Les médias brésiliens se demandent si ces graffitis sont l’œuvre d’artistes ou de délinquants. Pour ces jeunes, peu importe : le "pichaçao" est un art de vivre, dangereusement. "Pichador" vient du verbe portugais pichar, qui signifie appliquer la "piche" (le goudron), mais aussi critiquer durement. Les pichadores, issus principalement des favelas de Sao Paulo, peignent, toujours en noir, des caractères issus de l’alphabet runique. Leurs messages sont toujours les même (leur prénom ou le nom de leur groupe), mais ils les conçoivent comme autant de défis à la société brésilienne.

Ils attaquent de préférence au petit matin, armés de bombe de peinture, et laissent leur "griffe" le plus haut possible sur la façade des bâtiments, maisons, ou de toute autre construction urbaine.

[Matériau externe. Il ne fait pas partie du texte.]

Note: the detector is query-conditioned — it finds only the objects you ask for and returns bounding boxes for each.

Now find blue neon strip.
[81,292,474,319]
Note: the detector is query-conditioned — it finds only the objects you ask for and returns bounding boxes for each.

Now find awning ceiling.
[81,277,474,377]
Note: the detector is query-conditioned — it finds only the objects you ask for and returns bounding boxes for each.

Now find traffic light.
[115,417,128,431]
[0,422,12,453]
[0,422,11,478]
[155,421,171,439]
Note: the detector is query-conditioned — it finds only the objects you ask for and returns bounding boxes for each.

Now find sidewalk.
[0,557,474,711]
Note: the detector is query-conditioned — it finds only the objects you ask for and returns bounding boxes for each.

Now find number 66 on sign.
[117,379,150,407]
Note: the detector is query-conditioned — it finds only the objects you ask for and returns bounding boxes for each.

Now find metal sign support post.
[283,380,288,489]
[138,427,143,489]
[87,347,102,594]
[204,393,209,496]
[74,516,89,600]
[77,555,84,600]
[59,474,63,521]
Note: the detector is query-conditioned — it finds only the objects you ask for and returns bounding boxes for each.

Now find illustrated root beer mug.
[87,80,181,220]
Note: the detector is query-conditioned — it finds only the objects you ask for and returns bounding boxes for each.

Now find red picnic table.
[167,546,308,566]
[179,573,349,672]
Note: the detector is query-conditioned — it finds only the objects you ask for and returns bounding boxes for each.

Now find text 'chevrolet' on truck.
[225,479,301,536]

Plus le "pichaçao"" est inaccessible, plus il a de la valeur. Les "pichadores" disent que s’ils risquent leur vie, c’est pour déranger la société qui les a marginalisés. La chaîne Télé Globe, la plus populaire et la plus conservatrice du Brésil, les qualifie tout simplement de vandales.

 

Posté sur YouTube par CriptaDjan.

Les "pichadores" s’invitent à la biennale de Sao Paulo

En septembre 2008, les "pichadores" ont même fait la une des journaux brésiliens après avoir envahi et tagué les salons de la Biennale d’art contemporain de Sao Paulo. Ils ont expliqué protester, à leur façon, contre la commercialisation et l’assujettissement de l’art urbain. Ricardo Basbaum, artiste, critique et commissaire d’exprosition présent dans la salle au moment de l’action, avait déclaré au journal "O Estado" de Sao Paulo : "La Biennale doit apprendre à vivre avec cela. Il s’agit d’un mode d’expression à l’état brut. Personnellement, je le trouve laid, mais ça fait partie de la société. Et une Biennale doit être ouverte à la société."

 

Vidéo postée sur YouTube par LissMorila.

 

Le "pichaçao" en photos

Photos postées sur Flickr par Choque.

"C’est une façon de dire : ‘Société, regarde-moi, je suis là… J’existe !'"

Sergio Massucci, écrivain et publicitaire né à Sao Paulo, est un ancien "pichador".

Le 'pichaçao' est un mouvement né dans les favelas de Sao Paulo au début des années 80. Très tôt, il s’est étendu aux jeunes des classes moyennes qui trouvaient dans le 'pichaçao' un moyen d’exprimer leur mécontentement en dégradant l’espace urbain.

Au début, c’étaient des fans de heavy metal et de groupes comme Iron Maiden, Black Sabbath et Slayer. Les premiers logos des 'pichadores' étaient inspirés de la typographie de ces groupes. Ce qui intéresse le 'pichador', c’est l’acte rebelle, pas son contenu. 'Pichar' c’est une façon de dire : 'Société, regarde-moi, je suis là… J’existe !' Il veut choquer, déranger et il y arrive toujours. Savoir si ce qu’il fait est de l’art ou pas ne l’intéresse pas. Il laisse ce débat aux intellectuels enfermés dans leurs universités. Le concept de beauté, comme il est reconnu par la société, n’existe pas dans son quartier d’origine. C’est comme si, au moment de 'pichar', il pensait : maintenant, c’est à toi d’avaler tout ce que moi j’ai avalé pendant mon enfance."